Correlation Between Bank of America and Global Lights
Can any of the company-specific risk be diversified away by investing in both Bank of America and Global Lights at the same time? Although using a correlation coefficient on its own may not help to predict future stock returns, this module helps to understand the diversifiable risk of combining Bank of America and Global Lights into the same portfolio, which is an essential part of the fundamental portfolio management process.
By analyzing existing cross correlation between Bank of America and Global Lights Acquisition, you can compare the effects of market volatilities on Bank of America and Global Lights and check how they will diversify away market risk if combined in the same portfolio for a given time horizon. You can also utilize pair trading strategies of matching a long position in Bank of America with a short position of Global Lights. Check out your portfolio center. Please also check ongoing floating volatility patterns of Bank of America and Global Lights.
Diversification Opportunities for Bank of America and Global Lights
-0.3 | Correlation Coefficient |
Very good diversification
The 3 months correlation between Bank and Global is -0.3. Overlapping area represents the amount of risk that can be diversified away by holding Bank of America and Global Lights Acquisition in the same portfolio, assuming nothing else is changed. The correlation between historical prices or returns on Global Lights Acquisition and Bank of America is a relative statistical measure of the degree to which these equity instruments tend to move together. The correlation coefficient measures the extent to which returns on Bank of America are associated (or correlated) with Global Lights. Values of the correlation coefficient range from -1 to +1, where. The correlation of zero (0) is possible when the price movement of Global Lights Acquisition has no effect on the direction of Bank of America i.e., Bank of America and Global Lights go up and down completely randomly.
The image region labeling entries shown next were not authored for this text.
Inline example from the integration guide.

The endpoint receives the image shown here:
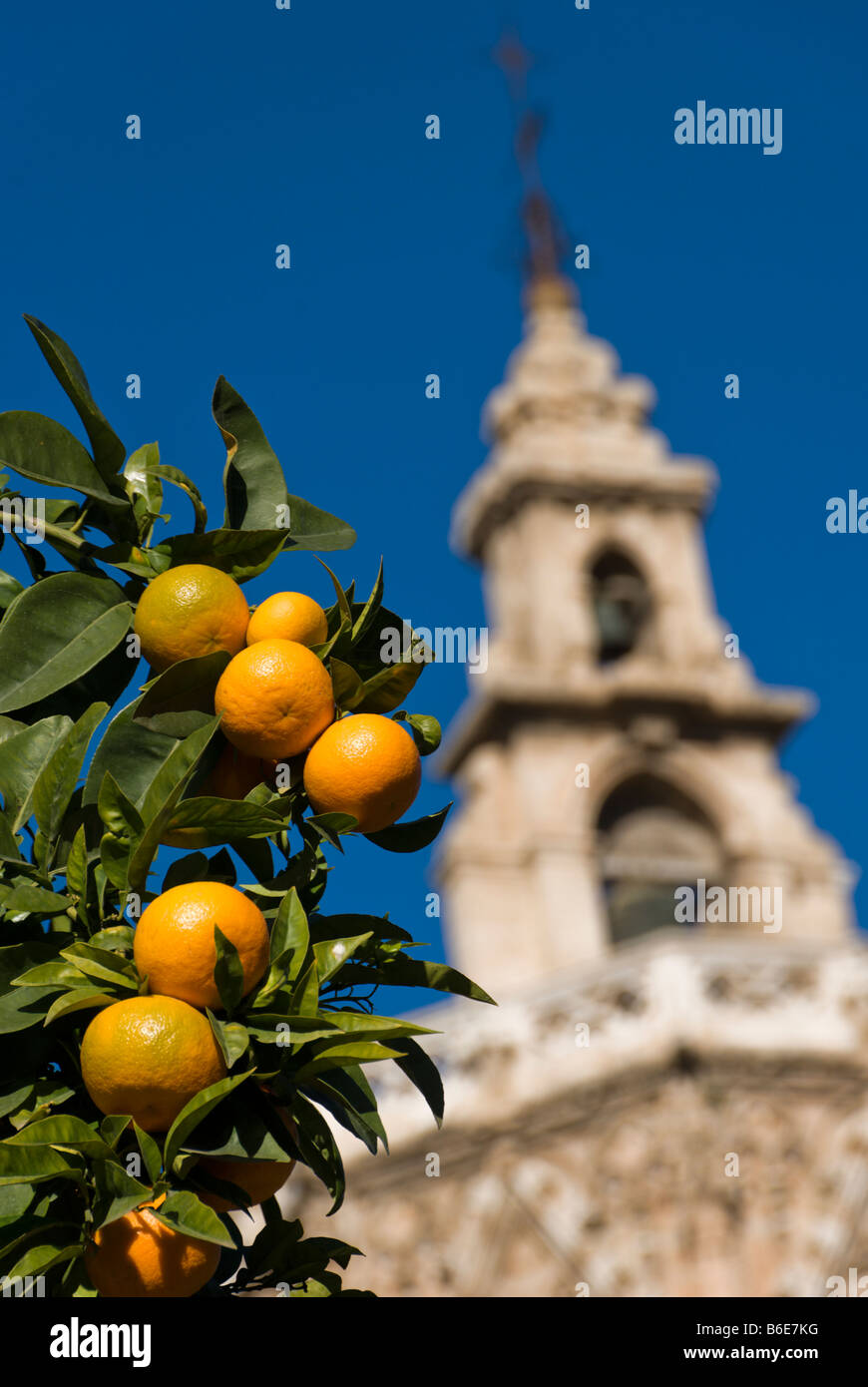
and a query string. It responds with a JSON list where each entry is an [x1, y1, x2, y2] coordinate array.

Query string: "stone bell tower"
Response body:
[[441, 273, 850, 996], [292, 266, 868, 1315]]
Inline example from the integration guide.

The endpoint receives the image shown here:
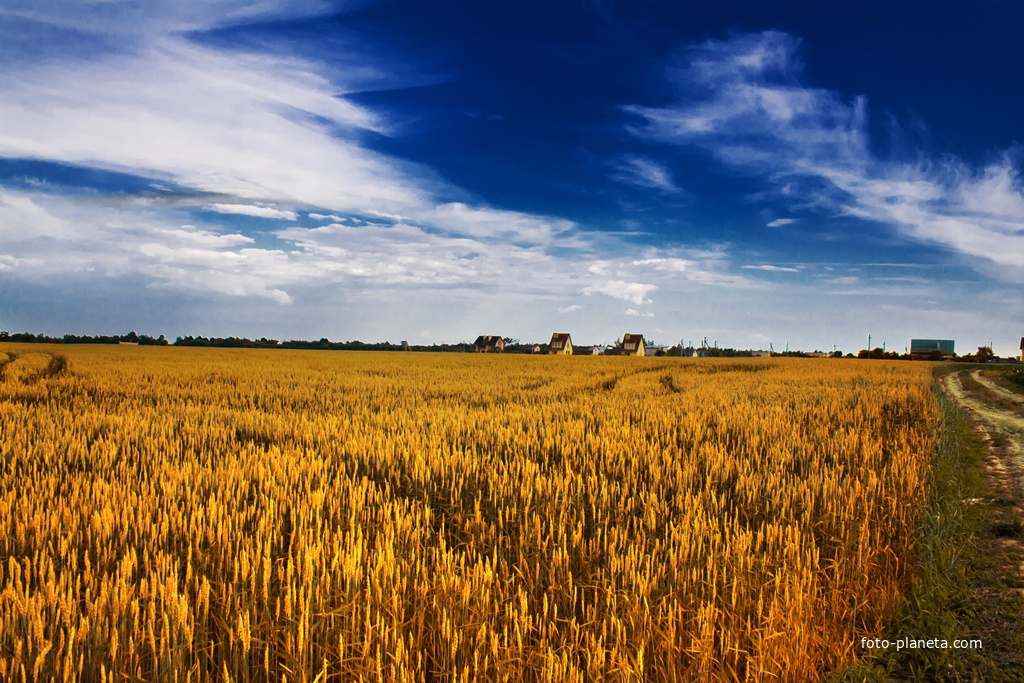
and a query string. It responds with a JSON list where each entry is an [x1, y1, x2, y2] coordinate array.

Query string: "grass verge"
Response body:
[[835, 376, 1024, 681]]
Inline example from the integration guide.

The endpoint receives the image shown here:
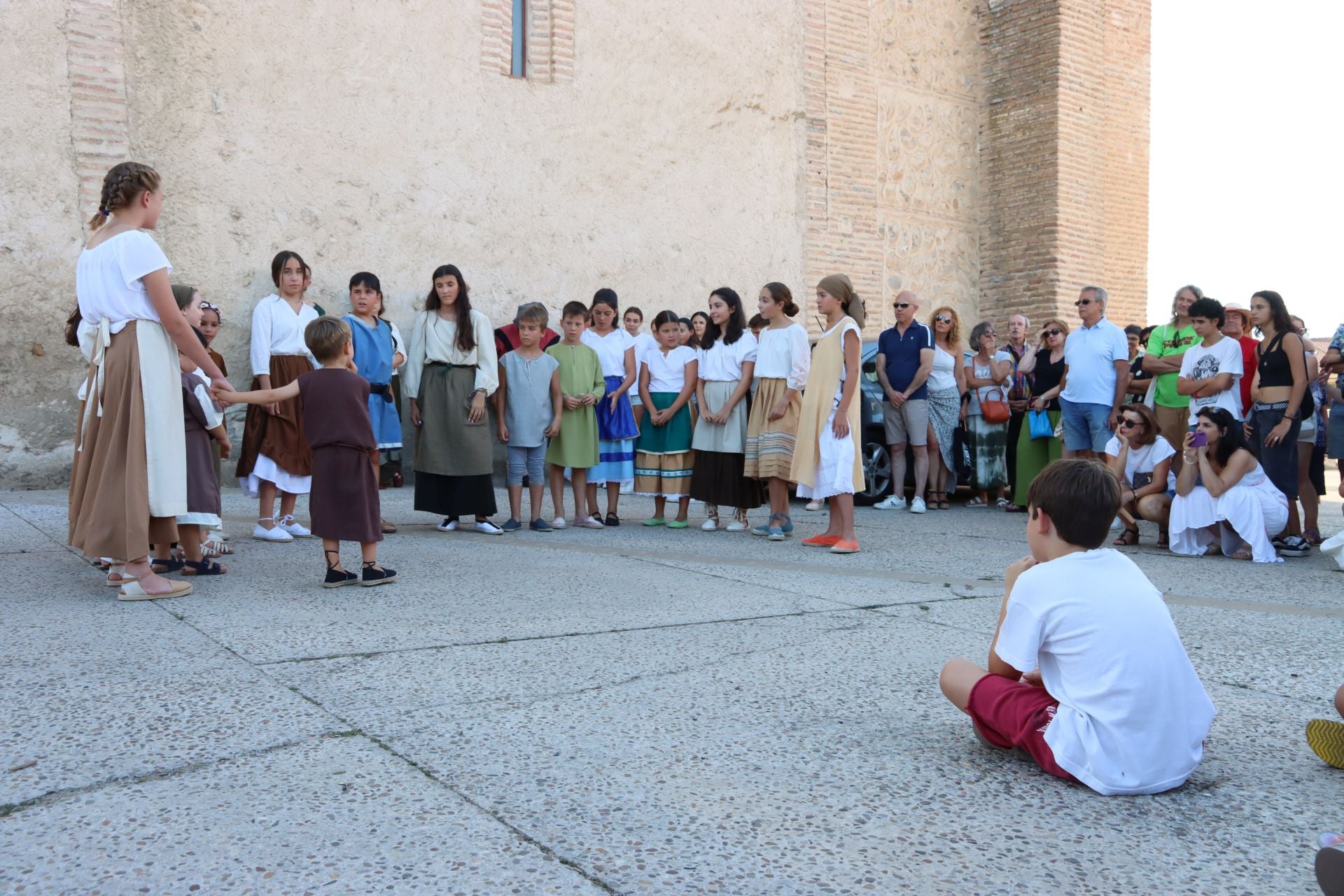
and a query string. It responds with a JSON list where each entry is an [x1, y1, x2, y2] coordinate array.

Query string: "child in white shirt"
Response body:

Pair Corralation between Bank of America and Global Lights
Considering the 90-day investment horizon Bank of America is expected to generate 32.34 times more return on investment than Global Lights. However, Bank of America is 32.34 times more volatile than Global Lights Acquisition. It trades about 0.14 of its potential returns per unit of risk. Global Lights Acquisition is currently generating about 0.58 per unit of risk. If you would invest 4,438 in Bank of America on October 25, 2024 and sell it today you would earn a total of 141.00 from holding Bank of America or generate 3.18% return on investment over 90 days.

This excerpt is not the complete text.